Tutor HuntBlog

Exam anxiety and how to cope with it

Secondary Schools

Once again we are approach exam season. GCSE`s begin next Monday the 6th of May, and conclude on Friday the 21st of June. Each individual exam board will set the specific dates for their assessments, but the vast majority will fall within this boundary. With such an important deadline looming its understandable that many pupils will be feeing anxious. Of course this is perfectly natural, and to be expected. Two years of preparation and study is about to be put to the test, quite literally. GCSE`s are the first set of exams with the potential to have a discernible effect on one`s career prospects, so they should certainly be taken seriously.

Many students unfortunately suffer from exam anxiety, which can affect their performance during their assessments. The ability to think clearly, to solve problems, and to recall information are all negatively affected by this anxiety, which unfortunately means that for all too many students their exam grades will not be indicative of their true ability.

Ofqual - the Office of Qualifications and Examinations Regulation - states three main areas where pupils can be supported by schools in managing their exam anxieties:
1. Teaching students specific examination and revision techniques to increase their sense of agency and competence
2. Helping students identify, share and challenge negative thoughts about their exams, which may otherwise become overwhelming
3. Providing support for managing the physical symptoms of exam stress before, during and after exams

Specific revision and exam techniques can best be approached by sitting past papers under exam conditions. With enough practice most pupils` anxieties should be reduced. Of course nothing can specifically compare to the actual experience of taking an important exam, but recreating the conditions of a GCSE exam will certainly help.

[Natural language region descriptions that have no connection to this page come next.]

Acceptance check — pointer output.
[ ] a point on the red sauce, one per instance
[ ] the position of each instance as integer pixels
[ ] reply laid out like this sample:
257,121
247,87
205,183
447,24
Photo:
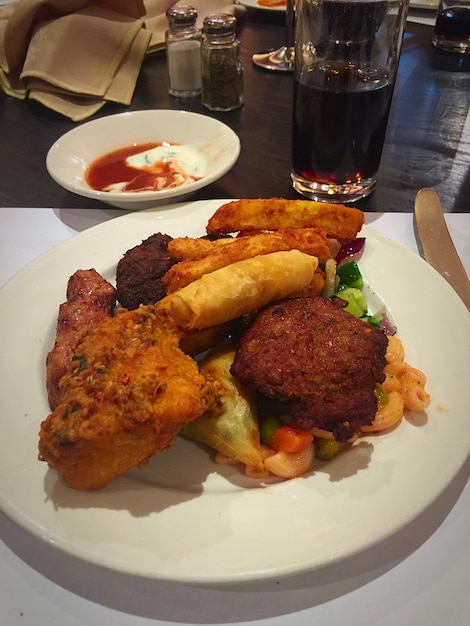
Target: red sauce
112,169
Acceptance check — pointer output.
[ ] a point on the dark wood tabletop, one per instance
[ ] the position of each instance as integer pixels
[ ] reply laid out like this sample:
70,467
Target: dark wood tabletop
427,143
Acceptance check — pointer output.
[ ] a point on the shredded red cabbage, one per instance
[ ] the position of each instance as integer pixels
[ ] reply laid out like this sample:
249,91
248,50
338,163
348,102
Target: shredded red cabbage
387,327
351,250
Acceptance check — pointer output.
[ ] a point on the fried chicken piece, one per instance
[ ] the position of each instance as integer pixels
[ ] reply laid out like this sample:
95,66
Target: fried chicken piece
318,361
337,221
130,392
90,300
308,240
139,272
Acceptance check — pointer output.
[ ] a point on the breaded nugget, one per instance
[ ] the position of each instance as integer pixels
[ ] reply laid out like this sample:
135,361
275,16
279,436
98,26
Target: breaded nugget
319,361
182,248
129,394
139,272
308,240
90,300
336,220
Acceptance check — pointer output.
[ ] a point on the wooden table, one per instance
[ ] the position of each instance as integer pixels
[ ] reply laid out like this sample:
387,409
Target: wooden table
427,144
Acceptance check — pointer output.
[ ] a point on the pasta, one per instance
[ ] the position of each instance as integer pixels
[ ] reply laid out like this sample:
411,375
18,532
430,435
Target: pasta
404,386
290,464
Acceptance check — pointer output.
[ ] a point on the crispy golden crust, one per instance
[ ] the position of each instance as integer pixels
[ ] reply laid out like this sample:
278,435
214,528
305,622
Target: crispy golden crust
130,392
308,240
239,288
336,220
182,248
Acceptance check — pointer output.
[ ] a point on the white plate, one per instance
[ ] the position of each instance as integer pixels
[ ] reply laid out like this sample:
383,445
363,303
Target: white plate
185,519
70,156
253,4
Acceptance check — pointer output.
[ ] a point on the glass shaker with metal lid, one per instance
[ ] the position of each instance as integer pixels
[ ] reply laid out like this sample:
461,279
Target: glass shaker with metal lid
183,52
222,69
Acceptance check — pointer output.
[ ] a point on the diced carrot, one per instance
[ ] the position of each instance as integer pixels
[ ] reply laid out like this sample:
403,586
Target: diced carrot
291,439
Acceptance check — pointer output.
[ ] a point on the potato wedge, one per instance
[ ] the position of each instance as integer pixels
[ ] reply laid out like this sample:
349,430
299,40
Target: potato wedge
336,220
234,431
308,240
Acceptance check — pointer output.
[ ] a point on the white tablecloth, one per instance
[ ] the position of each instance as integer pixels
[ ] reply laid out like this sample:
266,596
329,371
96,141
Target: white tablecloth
417,577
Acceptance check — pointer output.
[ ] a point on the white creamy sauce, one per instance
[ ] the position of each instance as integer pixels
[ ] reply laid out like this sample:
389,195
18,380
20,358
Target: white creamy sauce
187,157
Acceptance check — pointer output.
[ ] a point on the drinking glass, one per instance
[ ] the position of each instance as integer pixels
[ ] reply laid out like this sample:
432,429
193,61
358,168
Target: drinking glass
282,59
452,31
346,60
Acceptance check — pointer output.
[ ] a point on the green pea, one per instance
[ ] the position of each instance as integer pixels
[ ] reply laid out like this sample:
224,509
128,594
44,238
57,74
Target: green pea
325,449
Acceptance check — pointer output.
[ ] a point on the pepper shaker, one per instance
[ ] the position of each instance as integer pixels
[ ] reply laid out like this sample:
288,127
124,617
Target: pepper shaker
183,52
222,69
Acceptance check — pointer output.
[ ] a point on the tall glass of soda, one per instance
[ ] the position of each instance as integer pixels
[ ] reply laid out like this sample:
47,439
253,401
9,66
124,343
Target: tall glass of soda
346,61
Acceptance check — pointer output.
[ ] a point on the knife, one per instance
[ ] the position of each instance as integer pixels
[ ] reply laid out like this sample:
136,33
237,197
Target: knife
436,243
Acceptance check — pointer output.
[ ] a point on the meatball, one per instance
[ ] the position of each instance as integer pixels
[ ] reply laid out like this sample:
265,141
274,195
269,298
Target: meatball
319,362
139,272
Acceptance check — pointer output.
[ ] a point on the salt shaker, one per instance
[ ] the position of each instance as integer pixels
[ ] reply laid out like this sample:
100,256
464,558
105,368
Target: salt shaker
183,52
222,69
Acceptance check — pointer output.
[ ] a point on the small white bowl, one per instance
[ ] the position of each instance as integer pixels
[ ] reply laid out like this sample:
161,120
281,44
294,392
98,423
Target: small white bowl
69,158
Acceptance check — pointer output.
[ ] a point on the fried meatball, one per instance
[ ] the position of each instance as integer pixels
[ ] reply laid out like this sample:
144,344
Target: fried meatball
139,272
319,361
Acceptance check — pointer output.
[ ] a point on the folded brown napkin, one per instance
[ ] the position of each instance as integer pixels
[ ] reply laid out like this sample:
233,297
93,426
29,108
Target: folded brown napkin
72,55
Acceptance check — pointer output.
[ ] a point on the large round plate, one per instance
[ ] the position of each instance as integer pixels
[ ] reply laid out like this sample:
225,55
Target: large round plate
185,519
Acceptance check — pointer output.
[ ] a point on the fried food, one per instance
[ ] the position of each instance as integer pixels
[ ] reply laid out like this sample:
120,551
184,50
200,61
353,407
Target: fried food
130,392
182,248
308,240
232,428
139,272
90,300
239,288
336,220
317,362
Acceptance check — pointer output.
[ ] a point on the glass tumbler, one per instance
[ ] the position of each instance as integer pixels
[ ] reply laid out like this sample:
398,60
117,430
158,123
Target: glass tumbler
452,30
346,60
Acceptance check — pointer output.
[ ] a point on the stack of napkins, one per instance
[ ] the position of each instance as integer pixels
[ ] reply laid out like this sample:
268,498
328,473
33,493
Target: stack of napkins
73,56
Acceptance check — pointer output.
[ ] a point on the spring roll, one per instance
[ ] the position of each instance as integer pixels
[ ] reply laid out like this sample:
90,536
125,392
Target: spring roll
240,288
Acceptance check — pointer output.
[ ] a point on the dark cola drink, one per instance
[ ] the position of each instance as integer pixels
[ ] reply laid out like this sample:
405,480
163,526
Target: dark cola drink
346,61
339,124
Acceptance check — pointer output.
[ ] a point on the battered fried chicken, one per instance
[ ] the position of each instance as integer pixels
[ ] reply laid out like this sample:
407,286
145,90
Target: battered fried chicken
317,361
90,300
130,392
139,272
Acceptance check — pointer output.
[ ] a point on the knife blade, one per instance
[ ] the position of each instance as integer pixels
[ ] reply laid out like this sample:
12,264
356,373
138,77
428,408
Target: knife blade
436,242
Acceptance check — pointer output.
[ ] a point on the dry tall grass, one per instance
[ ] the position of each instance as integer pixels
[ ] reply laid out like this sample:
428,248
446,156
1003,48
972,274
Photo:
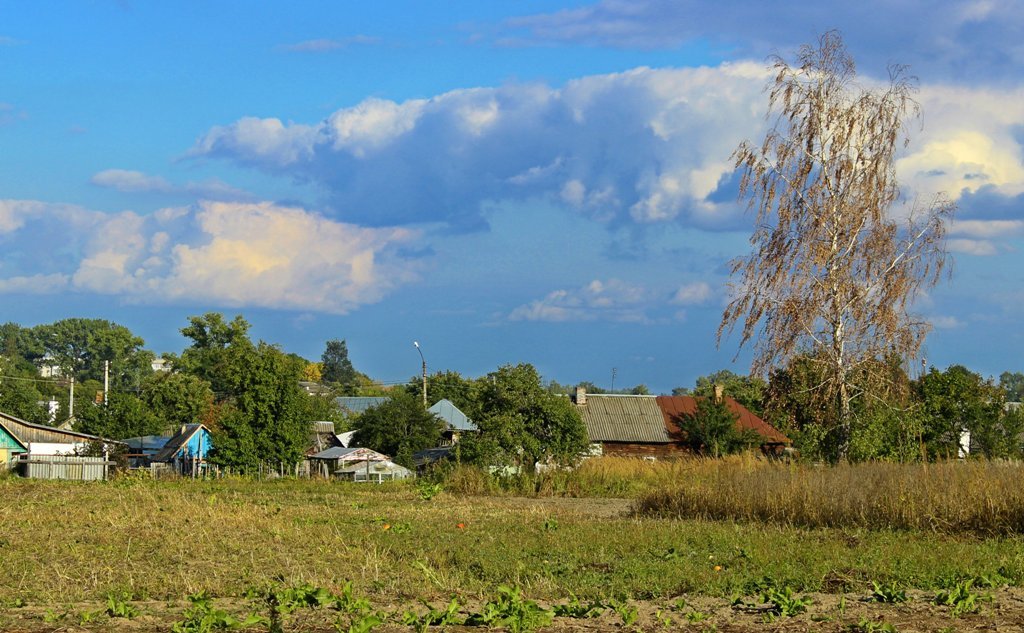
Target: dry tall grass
976,497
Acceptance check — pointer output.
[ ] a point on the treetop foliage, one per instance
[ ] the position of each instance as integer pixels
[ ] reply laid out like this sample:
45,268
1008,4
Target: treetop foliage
830,269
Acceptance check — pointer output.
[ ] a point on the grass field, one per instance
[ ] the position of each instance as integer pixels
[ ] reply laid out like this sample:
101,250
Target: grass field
65,545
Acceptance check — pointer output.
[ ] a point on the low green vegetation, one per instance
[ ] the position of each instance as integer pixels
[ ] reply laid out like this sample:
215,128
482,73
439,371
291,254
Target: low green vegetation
165,540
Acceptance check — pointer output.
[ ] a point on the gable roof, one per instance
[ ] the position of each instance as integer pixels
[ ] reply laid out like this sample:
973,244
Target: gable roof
8,439
624,418
650,419
151,444
455,418
358,404
27,432
178,441
353,453
676,407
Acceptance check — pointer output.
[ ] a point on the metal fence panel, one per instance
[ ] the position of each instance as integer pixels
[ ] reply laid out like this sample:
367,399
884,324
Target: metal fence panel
65,467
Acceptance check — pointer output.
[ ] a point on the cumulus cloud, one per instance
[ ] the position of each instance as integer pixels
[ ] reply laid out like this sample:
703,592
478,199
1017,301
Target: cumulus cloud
35,284
940,322
328,45
961,38
136,181
696,293
968,142
641,146
980,248
611,300
228,254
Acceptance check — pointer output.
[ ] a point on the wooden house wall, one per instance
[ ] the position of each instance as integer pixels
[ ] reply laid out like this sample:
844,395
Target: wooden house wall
615,449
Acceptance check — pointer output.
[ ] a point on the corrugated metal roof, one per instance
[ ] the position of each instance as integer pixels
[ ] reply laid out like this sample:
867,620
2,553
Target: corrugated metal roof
176,442
455,418
350,453
624,418
323,426
676,407
358,404
28,431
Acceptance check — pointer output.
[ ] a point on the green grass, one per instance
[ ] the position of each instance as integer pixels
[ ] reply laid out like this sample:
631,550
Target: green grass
67,543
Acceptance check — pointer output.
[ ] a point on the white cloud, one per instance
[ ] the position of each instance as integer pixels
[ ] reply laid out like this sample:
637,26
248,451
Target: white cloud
260,141
986,228
692,294
644,145
136,181
610,300
228,254
945,322
972,247
35,284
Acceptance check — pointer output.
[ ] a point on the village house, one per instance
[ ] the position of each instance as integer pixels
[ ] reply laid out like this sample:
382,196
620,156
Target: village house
47,452
185,452
649,425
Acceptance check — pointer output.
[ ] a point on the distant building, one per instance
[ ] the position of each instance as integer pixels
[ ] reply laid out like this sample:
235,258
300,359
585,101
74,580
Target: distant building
649,425
185,452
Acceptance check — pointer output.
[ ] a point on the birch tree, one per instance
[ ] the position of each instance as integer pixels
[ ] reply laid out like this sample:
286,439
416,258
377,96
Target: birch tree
838,256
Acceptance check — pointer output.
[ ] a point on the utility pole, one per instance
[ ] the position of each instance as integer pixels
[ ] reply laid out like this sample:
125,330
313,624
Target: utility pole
417,344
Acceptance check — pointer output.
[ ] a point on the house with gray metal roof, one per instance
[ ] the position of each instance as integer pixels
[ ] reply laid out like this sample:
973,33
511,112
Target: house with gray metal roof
354,405
649,425
185,452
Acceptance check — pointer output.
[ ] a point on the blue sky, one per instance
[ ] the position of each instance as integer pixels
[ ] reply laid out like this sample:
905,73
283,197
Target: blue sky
530,181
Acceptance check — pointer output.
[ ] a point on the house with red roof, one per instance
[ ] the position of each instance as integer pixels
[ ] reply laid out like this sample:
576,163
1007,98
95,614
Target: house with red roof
650,425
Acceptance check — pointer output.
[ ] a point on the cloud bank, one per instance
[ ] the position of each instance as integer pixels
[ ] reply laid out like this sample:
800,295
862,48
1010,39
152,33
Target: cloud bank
634,149
227,254
641,146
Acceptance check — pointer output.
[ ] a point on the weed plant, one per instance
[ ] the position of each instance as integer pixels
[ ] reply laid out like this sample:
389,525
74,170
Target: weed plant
975,497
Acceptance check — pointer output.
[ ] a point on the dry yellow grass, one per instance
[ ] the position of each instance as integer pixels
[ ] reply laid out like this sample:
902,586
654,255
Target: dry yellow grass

Past papers are also useful in that they will help pupils learn how to pace themselves. GCSE exams vary in length, with most falling between 35 minutes, and 1 hour 45 minutes. Pupils should assess how much time they will apportion to each question before their begin, scanning through the paper, and calculating out how many minutes they want to devote to each part. By managing their time in this way they won`t find the`ve spent too long on earlier parts of the exam, and haven`t left themselves with enough time for a difficult question at the end. No student should find themselves in the situation that the are panicking and rushing in the last few minutes of an exam. This time should be used to carefully go over your work, looking for any simple mistakes.

Concerning point number 2 and negative thoughts, Ofqual cites the work of educational health psychologists, who are able to provide useful interventions that can tackle any negative thoughts that may be hampering a pupils` ability during an exam. The techniques of cognitive behavioural therapy (CBT) can be employed to focus on understanding, and dealing with any psychological impediments the pupil may be feeling prior to taking the exam. An example they give of negative thoughts that may contribute to exam anxiety are: ; `I am going to fail,` `Everyone else will do better than me,` `If I don`t succeed, it means I`m not good enough,`or `I will never be able to pass this test.`

The purpose of CBT is to bring the student to full awareness of the negative patterns of thought they are harbouring, and assist them in tackling, and ultimately negating these unhealthy modes of thinking. With these mental blocks removed the pupils will be in a much better position to face their exams.

While a medically trained CBT practitioner may not be available for every student, the principles of the therapy can certainly be utilised and put to good use. A way to achieve this is to be perceptive of any negative thoughts concerning exams that enter the mind. Ofqual gives the example of `I failed the last test because I panicked, I`ll fail it again this time.` The aim of CBT is to retrain your mind, to get your thinking out of certain negative habits. In this case one would, upon noticing such a negative thought, immediately replace it with `I have control over my emotions and will focus on the knowledge I have gained from studying.`

In the time leading up to their exam the student would be advised to focus on the knowledge they have built up over the last 2 years. Rather than fixating of any potential gaps in their understanding, they should allow their confidence to grow by allowing themselves to accept that they have a competent knowledge base of the subject. Engage in positive thinking, telling yourself that you posses good knowledge of the subject, and whatever the result, you will have done your best, and no one can ask for more than that. It`s important to engage in these acts of positive thinking in the days and weeks leading up to the exam, rather than waiting for the very day of the test. By setting up assertive and uplifting thought patters in advance, they will be properly established by the time you have to sit your exam, and any anxieties will be quelled.

Anxiety can also manifest in physical symptoms. In the lead up to an exam students might find themselves losing their appetite, having difficulty sleeping, and being unable to focus properly. These symptoms are most likely the result of the body going into `fight of flight` mode. An excess of adrenaline caused by the impending exam can lead to these physical manifestations, which will likely continue into the exam itself, hampering your ability to produce your best work. There are various practices students can carry out to help deal with stress levels. Mindfulness techniques can be incorporated into students` daily routine - techniques such as controlled breathing, and focusing on what you are sensing and feeling at that particular moment. Just a few minutes a day can have positive results, and help attenuate any anxieties.